Please remember to be courteous when contacting those TWPD representatives. Like I said Dr. Chilton was very receptive when I spoke with him. He said that his office welcomes more feedback and input.
I think that a good main point to convey is that many people are just concerned that this legislation will discourage hobbyists and cause economic damage for people in aquarium-related and horticultural industries.
You guys need to think about it in terms of risk.
A rare obscure plant like Erios pose virtually no risk.
Definitely a threat
Some Rotala's? Yes and no, most of the rare interesting plants will not make it to the list since they are all indoor CO2 enriched cultivated plants.
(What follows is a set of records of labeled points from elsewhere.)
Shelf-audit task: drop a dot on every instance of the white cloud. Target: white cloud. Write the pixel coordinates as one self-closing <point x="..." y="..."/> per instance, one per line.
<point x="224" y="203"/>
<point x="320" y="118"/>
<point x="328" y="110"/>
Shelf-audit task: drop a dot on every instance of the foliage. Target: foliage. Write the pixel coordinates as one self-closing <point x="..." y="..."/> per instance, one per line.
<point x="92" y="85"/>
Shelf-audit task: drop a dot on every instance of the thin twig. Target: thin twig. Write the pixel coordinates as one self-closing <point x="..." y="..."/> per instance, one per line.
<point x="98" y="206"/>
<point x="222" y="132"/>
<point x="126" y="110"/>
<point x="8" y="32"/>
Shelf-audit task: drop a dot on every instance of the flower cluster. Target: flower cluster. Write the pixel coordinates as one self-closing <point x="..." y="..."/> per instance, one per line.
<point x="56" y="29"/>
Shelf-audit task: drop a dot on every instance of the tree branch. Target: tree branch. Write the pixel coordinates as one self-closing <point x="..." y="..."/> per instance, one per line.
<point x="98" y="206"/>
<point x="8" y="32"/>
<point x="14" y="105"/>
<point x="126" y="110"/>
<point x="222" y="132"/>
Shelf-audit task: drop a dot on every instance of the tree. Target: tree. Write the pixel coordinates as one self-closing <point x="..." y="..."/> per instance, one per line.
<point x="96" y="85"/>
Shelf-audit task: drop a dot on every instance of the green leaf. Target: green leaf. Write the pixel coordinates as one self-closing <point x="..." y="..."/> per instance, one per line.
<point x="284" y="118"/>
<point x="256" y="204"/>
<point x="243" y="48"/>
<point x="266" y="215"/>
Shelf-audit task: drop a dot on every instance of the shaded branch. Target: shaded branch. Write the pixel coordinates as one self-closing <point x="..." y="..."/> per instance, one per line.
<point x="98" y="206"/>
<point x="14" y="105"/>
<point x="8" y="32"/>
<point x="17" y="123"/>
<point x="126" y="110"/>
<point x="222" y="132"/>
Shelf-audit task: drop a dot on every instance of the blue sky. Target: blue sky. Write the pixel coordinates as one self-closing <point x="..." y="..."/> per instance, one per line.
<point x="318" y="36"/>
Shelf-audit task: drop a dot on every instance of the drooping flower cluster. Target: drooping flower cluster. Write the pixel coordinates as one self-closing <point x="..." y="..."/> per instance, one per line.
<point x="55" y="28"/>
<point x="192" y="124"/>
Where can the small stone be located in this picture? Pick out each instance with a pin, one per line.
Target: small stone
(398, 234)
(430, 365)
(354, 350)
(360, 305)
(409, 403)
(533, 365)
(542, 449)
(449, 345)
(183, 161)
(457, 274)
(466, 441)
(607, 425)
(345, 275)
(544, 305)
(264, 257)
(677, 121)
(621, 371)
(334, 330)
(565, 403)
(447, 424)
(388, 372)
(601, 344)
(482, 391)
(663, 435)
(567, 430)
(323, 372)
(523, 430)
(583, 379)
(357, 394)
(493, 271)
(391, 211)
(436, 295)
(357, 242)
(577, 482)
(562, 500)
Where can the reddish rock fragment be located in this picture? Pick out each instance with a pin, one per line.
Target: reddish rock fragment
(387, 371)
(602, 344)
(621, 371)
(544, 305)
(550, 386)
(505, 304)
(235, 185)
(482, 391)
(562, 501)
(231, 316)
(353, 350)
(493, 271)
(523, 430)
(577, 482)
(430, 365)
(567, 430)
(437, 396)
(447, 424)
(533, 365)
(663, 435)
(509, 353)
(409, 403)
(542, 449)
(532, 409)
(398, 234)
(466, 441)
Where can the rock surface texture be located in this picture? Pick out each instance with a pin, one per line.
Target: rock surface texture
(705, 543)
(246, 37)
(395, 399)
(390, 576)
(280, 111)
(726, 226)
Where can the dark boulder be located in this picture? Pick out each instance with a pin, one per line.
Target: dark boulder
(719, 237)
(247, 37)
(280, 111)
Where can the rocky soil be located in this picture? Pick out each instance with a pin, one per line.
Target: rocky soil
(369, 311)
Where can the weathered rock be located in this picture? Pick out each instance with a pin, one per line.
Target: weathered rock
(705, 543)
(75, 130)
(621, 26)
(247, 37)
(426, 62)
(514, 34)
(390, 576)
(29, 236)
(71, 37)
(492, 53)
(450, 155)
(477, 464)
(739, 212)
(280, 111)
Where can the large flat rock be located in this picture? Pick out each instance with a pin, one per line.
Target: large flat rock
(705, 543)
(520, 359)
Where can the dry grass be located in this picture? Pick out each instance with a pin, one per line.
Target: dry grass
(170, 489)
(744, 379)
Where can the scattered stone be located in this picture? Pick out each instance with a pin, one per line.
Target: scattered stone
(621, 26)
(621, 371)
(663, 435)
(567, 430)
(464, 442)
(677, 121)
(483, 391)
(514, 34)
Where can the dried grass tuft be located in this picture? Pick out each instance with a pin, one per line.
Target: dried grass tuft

When pond folk get weeds, they add it to their ........pond which is exposed to nature outsdoors/birds etc.
Since few aquarist will save their cull material and release them into a local pond/stream......"composted weeds" pose little risk.
This is a good opportunity for the State to educate and get help form the aquarium community. More eyes and ears and concerned people about the natural resources of the State.
This is a good book for looking at the risk and issues about weeds(all species)
What factors influence the invasibility of aquatic weeds?
What would be an ideal weed?
Humans transporting weeds all over the place adds risk obviously.
But are these humans releasing these into the environment or composting them?
Few hobbyist will toss the weeds into a lake, adn cute fish that got too large?
So why not outlaw all tropical fish(except a white list??)
They pose a larger risk to the State than aquatic plants do.